Le basket dépend gravement de mécènes ou de donateurs privés qui se prennent pour des gestionnaires doués. Tout cela sans forcément s’assurer une relève nécessaire, qui se traduit aujourd’hui même avec des équipes qui n’affichent aucun Suisse dans le 5 de base. Et ces gentils mécènes ont commencé à se retirer dès la crise du début des années 90.
 
Ce virus a d’abord atteint le Tessin pour se propager dans toute la Suisse. Des clubs meurent et d’autres pour survivre «fusionnent». Les formations jeunesse sont sauvées uniquement parce que des bénévoles sacrifient leurs journées, parfois leurs week-ends, pour assurer le maintien à un niveau acceptable de ce sport en Suisse. Et c’est ainsi que le basketball demeure. Comme une planète un peu à part, dans un monde où le sport ne doit plus grand-chose au hasard.


Sefolosha sera-t-il le Federer du basket suisse ?
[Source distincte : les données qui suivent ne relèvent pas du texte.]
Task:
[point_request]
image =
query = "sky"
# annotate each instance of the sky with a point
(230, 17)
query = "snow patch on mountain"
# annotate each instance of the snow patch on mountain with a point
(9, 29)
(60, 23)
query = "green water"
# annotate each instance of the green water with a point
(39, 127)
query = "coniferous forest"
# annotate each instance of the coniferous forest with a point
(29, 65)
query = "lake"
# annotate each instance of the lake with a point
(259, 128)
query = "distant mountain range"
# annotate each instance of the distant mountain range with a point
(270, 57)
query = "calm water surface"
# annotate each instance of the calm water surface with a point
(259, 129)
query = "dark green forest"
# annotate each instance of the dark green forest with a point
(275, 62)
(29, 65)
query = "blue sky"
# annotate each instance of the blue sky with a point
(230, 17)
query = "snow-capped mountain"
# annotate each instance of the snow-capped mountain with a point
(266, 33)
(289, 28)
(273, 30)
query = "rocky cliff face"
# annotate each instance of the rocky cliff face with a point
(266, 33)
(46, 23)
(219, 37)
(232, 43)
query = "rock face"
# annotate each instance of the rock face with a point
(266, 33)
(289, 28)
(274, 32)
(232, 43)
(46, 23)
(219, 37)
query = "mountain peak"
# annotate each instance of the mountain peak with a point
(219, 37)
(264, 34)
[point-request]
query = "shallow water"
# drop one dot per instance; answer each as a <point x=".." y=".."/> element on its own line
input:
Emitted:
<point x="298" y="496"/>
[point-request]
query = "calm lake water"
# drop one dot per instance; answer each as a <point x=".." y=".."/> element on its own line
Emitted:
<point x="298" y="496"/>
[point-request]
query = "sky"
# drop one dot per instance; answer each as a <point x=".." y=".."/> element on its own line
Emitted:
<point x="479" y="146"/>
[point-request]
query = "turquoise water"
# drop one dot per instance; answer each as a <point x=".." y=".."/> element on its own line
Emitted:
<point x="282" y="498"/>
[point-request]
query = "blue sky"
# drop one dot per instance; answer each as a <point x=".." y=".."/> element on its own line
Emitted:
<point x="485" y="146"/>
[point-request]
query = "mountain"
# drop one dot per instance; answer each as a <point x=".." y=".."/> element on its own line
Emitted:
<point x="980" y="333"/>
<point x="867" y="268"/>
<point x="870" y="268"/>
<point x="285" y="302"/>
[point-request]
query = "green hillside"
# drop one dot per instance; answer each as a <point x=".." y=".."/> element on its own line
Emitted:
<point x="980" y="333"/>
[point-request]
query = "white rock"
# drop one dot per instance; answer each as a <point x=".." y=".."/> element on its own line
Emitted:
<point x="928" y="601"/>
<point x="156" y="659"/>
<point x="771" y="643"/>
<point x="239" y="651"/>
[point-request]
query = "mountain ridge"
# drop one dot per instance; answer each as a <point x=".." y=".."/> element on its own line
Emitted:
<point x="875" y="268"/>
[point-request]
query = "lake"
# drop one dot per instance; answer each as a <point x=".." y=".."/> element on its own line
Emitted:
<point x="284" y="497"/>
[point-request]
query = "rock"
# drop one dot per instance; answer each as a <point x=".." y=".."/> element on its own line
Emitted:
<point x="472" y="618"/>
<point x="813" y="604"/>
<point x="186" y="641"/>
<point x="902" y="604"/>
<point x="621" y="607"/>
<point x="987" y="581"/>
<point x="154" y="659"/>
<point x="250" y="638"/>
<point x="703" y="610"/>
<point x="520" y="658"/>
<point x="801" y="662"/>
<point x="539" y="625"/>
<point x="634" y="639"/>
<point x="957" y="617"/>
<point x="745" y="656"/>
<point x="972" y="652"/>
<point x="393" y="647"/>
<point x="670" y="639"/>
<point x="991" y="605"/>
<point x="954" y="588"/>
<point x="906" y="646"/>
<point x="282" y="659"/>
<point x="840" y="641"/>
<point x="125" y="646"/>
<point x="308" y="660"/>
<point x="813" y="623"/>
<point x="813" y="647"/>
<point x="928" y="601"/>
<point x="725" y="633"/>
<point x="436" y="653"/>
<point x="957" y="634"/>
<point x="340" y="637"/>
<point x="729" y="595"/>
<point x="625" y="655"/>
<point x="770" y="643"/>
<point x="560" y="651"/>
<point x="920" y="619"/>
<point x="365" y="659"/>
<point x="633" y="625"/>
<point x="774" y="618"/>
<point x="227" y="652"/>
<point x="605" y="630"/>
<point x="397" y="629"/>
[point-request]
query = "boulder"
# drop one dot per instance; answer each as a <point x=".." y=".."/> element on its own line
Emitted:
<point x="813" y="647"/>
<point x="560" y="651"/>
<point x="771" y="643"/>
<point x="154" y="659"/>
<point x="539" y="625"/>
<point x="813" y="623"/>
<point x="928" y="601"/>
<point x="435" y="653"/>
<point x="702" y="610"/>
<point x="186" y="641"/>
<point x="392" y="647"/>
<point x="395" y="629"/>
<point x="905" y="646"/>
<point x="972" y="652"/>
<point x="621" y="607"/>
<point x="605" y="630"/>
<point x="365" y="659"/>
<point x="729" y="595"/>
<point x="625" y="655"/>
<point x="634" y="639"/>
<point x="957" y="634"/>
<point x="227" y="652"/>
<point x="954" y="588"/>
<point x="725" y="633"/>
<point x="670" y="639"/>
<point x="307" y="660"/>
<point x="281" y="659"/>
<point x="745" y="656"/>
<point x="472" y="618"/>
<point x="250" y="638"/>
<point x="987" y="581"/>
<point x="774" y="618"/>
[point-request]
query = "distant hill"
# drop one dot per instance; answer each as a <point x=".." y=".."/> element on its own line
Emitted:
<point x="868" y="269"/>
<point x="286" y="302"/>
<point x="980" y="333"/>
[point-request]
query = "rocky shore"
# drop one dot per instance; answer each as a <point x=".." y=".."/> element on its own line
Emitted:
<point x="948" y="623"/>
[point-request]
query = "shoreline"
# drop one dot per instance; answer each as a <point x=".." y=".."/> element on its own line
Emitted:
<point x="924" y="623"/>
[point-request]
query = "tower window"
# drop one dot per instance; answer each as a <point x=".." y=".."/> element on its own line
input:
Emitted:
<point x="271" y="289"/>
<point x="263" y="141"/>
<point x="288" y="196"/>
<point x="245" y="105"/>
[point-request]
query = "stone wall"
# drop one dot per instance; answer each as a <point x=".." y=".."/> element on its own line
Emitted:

Mais pour contraster avec ce constat un peu défaitiste et parce qu’il est certainement trop facile de critiquer, il faut néanmoins mentionner que le basketball suisse est soutenu par des personnes qui prennent nombre d’initiatives pour défendre leur sport : que ce soit le comité de soutien du BC Boncourt, Roland Bandi – par ailleurs «Mérite sportif vaudois» en décembre dernier pour son engagement depuis des années – ou même Jon Ferguson qui organise chaque année un camp d’été de basketball du côté de Zofingue. Toutes ces personnes contribuent largement au fait que le basketball résiste en Suisse comme un sport dynamique de l’extérieur, apathique de l’intérieur. Est-ce que Thabo Sefolosha – dont la presse fait régulièrement écho – aura-t-il le même effet que «Rodgeur» a eu sur le tennis ? Je le souhaite, car le basket suisse mérite de rebondir.